While a number of techniques for 3D molecular comparison have been proposed [1, 13, 14], in this article, we focus on similarity-based virtual screening using molecular shape [15–17] as the key feature for discrimination. Shape is known to play an important role in molecular-recognition, with previous studies demonstrating successful applications to virtual screening experiments [16, 18]. However, identifying suitable encodings based on shape are far from trivial [18–21], which pose significant hurdles in their application to fast screening of compound databases.

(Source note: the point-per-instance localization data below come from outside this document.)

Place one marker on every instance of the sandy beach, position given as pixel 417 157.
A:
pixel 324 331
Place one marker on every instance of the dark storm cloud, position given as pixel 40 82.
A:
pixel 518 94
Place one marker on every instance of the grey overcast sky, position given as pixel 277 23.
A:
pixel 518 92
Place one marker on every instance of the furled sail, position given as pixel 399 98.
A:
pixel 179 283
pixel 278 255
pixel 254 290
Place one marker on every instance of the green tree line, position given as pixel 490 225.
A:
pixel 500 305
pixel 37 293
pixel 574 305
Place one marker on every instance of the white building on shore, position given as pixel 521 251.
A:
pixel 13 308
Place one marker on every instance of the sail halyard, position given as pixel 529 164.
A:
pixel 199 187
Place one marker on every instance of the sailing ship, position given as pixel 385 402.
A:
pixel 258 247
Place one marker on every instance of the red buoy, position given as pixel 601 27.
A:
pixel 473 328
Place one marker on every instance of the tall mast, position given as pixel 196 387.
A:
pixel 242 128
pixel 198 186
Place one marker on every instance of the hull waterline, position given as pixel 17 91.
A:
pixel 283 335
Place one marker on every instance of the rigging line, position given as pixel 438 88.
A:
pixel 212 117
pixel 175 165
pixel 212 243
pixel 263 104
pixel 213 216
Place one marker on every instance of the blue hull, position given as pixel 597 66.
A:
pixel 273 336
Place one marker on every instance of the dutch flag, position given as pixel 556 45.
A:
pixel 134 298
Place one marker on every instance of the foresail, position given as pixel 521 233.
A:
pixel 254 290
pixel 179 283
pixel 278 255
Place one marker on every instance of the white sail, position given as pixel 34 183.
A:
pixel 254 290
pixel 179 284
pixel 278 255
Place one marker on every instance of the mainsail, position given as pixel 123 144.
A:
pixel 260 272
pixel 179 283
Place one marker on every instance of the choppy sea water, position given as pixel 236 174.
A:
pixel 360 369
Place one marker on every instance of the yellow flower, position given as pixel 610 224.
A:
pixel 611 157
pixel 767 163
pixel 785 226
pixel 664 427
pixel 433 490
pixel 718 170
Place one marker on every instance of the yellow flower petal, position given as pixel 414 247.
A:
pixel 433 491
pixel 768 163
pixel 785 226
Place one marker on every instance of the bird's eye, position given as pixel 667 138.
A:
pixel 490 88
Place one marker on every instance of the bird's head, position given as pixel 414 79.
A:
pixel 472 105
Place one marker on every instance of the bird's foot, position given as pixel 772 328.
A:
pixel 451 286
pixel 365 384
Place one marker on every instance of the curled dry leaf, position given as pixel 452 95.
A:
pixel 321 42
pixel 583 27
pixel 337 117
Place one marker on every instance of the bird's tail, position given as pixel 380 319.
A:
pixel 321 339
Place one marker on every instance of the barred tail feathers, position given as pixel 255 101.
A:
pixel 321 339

In order to facilitate efficient comparisons, several representations of shape have been proposed ranging from those based on moments  and surfaces [21, 23] to grid-based approaches  (see Putta & Beroz  for a comprehensive review). A well-established method is that of ROCS (Rapid Overlay of Chemical Structures) that describes the molecule as a set of atom-centered Gaussians . Shape similarity scores are then evaluated in terms of the rigid body overlap volume with comparison timings in the milliseconds range. Goldman and Wipke , on the other hand, divide the molecular surface  into a series of patches (2Å radius) centered on a set of critical points  with each patch defined by a geometrically invariant descriptor (the principal curvatures, normals, and the shape index). Points with similar geometric signatures are identified, based on which a transformation can be calculated. Proceeding along the same lines, SURFCOMP  uses a graph matching to identify correspondences between shape (local curvature) critical points of the molecular surfaces being compared. Although the superimpositions found using the above two methods were found to be reasonably accurate, pairwise comparisons took more than a minute, which limits their large scale application.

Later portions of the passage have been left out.